Mumbai witnessed yet another tragic incident of bomb blast on 13/07/11 and life stood still for some time. Since then, I have been feeling very wobbly emotionally. My usual chirpy self has hidden behind some dark cloud that keeps hovering around; chasing me like a killer, consumed with pursuit of unreasonable satiety. The questions proffered in my mind are macabre and so are the answers; very uncomfortable and suffocating.

Ignoring media's appetite for sensation even in grief stricken times seems veritable triumph. The social networking sites come across as embodiment of the common rage that is deeply rooted in our minds and which we share. When shocking events of this magnitude are packed in such short time, it is too much to comprehend! (Almost 20 people died and hundreds got seriously injured, in the bomb blasts!)

The very thought of not knowing, when such mindless killings would ever stop; where and when would these attacks happen again and would I and my family members/loved ones, be lucky next time and finding answer to the most disturbing question "why these killings", often leaves me with cerebral chaos. Every day, I keep telling myself, "It's a new day, full of hope! I won't let ANYTHING stop me from life" and struggle to hold on to it and keep afloat. Unknowingly, the anxiety and insecurity floats back in my mind that weighs my soul. Each passing day, I try to hold on to fragments of fragile optimism and feel like I am walking over thin ice!

When life suddenly presents us such tragic occurrences, we realize the comfort of unconditional love. We realize value of nurturing sensitivity, compassion, goodness and purposefulness that comes with the strong belief that life is a privileged energy to have and it helps garner immense strength, especially when faced with some tragic events.

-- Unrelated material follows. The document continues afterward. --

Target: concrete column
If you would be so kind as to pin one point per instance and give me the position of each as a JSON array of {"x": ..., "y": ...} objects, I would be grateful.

It is strange how life poses situations that compel us to reflect within. The bomb blasts in Mumbai, again made me wonder, do we truly appreciate life till something tragic happens to us? Do we really know our blessings?   How little do we understand our joys? How often do we bring our best energy to spaces of awareness so that we appreciate what a beautiful gift life is?

 "Life is a shipwreck but we must not forget to sing in the lifeboats." - Voltaire. 
 
These days, I keep telling myself,again and again, "Smile today. Don't wait for tomorrow. Zindagi na milegi dobara.There is only one life. Enjoy to the fullest, every day." Do I sound like a life coach? I didn't intend to!